As one veteran White House reporter told me, "Briefings are an almost entirely unmediated opportunity for an administration to get out its message without contradiction or argument. Reporters' questions are a fig leaf to cover what amounts to an hourlong presidential infomercial."
There will surely be some who, frustrated by the lack of candor and content in White House briefings, dismiss any curtailment of them. Since they are of little value, they will argue, what's the use of having them?
It's a good point. But it lets the administration off too easily.
Interactions with the media, like it or not, are obligations of those in public service. They demonstrate the degree to which our government is fully accountable to the American people it serves.
CNN's Jim Acosta summed up this notion admirably in an exchange with Brooke Baldwin on Monday:
"Maybe I'm old-fashioned," he said, expressing frustration that the White House hosted an off-camera, no audio gaggle that day, "but I think the White House for the United States of America should have these questions answered on camera so we can see what they're saying. And when they don't do this they're doing a disservice to the people of this country."
He's absolutely right.
And while there is no law mandating a daily press briefing, of course, taking it off the air will also leave a vacuum in what should be a sober discussion of domestic and foreign affairs.
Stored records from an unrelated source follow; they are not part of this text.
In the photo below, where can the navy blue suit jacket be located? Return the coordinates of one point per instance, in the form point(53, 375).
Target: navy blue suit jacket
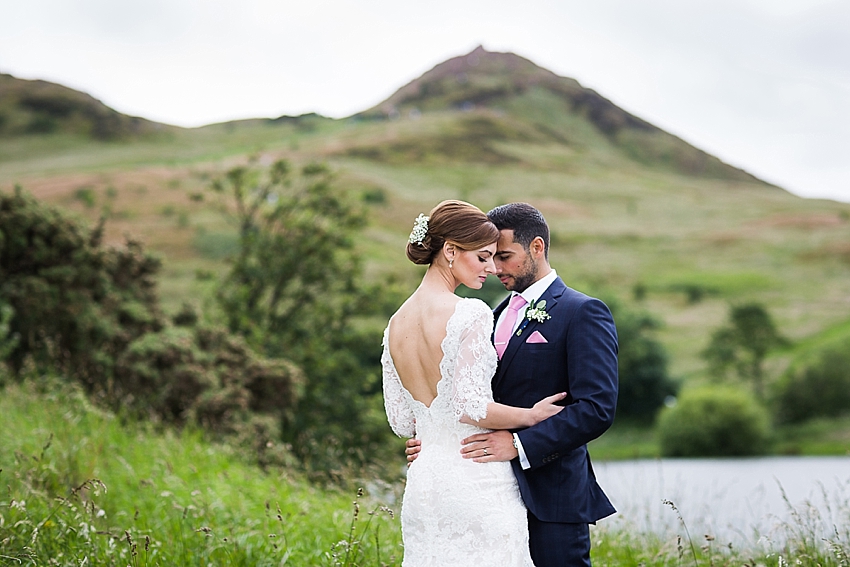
point(580, 358)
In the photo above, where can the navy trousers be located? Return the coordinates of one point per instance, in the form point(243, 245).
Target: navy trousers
point(558, 545)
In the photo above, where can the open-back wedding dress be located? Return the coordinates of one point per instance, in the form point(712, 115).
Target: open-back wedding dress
point(456, 512)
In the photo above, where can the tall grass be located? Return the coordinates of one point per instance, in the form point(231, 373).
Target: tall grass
point(81, 487)
point(84, 489)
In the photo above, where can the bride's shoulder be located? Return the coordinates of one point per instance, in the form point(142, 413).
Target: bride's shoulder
point(472, 309)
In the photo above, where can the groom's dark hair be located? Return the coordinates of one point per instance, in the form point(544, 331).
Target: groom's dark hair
point(526, 222)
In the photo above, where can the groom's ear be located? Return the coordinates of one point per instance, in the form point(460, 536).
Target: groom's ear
point(537, 247)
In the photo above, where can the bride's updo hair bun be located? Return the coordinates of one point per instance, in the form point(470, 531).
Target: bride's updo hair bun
point(457, 222)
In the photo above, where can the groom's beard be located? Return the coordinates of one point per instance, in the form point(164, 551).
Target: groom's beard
point(526, 277)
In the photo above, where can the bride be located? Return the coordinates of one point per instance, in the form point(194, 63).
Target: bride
point(437, 365)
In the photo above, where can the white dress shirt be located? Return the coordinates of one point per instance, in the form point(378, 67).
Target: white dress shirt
point(531, 294)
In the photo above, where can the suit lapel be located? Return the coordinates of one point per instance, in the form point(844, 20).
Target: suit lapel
point(551, 295)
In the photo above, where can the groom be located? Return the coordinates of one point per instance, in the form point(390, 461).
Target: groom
point(567, 344)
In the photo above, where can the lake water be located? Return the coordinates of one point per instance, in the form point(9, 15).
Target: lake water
point(739, 501)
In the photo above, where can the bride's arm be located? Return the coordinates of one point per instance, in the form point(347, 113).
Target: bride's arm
point(500, 416)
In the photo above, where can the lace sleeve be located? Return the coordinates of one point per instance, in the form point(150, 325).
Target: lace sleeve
point(476, 363)
point(396, 405)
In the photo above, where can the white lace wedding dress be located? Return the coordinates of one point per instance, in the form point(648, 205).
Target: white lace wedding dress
point(456, 512)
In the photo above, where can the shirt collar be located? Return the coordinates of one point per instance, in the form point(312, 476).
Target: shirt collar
point(535, 290)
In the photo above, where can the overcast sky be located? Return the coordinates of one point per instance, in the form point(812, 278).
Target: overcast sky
point(762, 84)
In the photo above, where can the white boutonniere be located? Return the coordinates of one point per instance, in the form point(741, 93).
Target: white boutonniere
point(537, 311)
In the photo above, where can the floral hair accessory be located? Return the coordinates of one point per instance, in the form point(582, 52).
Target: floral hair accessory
point(420, 229)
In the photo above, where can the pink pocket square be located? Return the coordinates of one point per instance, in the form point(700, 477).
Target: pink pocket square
point(536, 338)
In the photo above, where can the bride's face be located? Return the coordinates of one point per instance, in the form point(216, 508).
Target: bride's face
point(471, 267)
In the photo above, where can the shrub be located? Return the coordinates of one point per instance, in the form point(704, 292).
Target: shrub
point(644, 379)
point(205, 374)
point(819, 389)
point(714, 422)
point(76, 304)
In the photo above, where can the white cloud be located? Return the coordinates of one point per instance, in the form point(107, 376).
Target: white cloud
point(763, 84)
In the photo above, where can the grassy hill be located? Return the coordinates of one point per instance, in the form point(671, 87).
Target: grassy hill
point(632, 208)
point(40, 107)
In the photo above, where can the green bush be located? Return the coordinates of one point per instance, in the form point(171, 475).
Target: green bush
point(714, 422)
point(76, 304)
point(645, 382)
point(819, 389)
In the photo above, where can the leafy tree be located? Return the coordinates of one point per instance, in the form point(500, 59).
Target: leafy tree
point(294, 291)
point(645, 382)
point(76, 304)
point(714, 422)
point(91, 313)
point(743, 344)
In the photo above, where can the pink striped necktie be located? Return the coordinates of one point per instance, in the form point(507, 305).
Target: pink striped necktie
point(506, 328)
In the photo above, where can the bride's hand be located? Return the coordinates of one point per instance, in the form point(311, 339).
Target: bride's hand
point(546, 407)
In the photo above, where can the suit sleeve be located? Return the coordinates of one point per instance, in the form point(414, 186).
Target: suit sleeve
point(591, 355)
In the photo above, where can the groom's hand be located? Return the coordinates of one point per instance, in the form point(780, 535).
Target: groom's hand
point(412, 448)
point(489, 447)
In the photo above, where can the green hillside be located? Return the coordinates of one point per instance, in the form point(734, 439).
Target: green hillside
point(40, 107)
point(632, 207)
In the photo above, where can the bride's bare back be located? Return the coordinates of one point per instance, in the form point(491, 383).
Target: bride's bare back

This White House may never be able to credibly fill that vacuum by itself, but we can be assured that propaganda organs and our adversaries will only too gladly try.
In Tuesday's briefing -- the first televised briefing since June 12 -- Spicer said they are "always looking for ways of doing a better job of articulating the President's agenda."
Good. We should encourage that effort, even applaud it. But it's foolish to throw away one of the best arrows they have in their quiver. In the search for better ways to articulate the President's agenda, the answer shouldn't be no or even fewer briefings. It should be better briefings.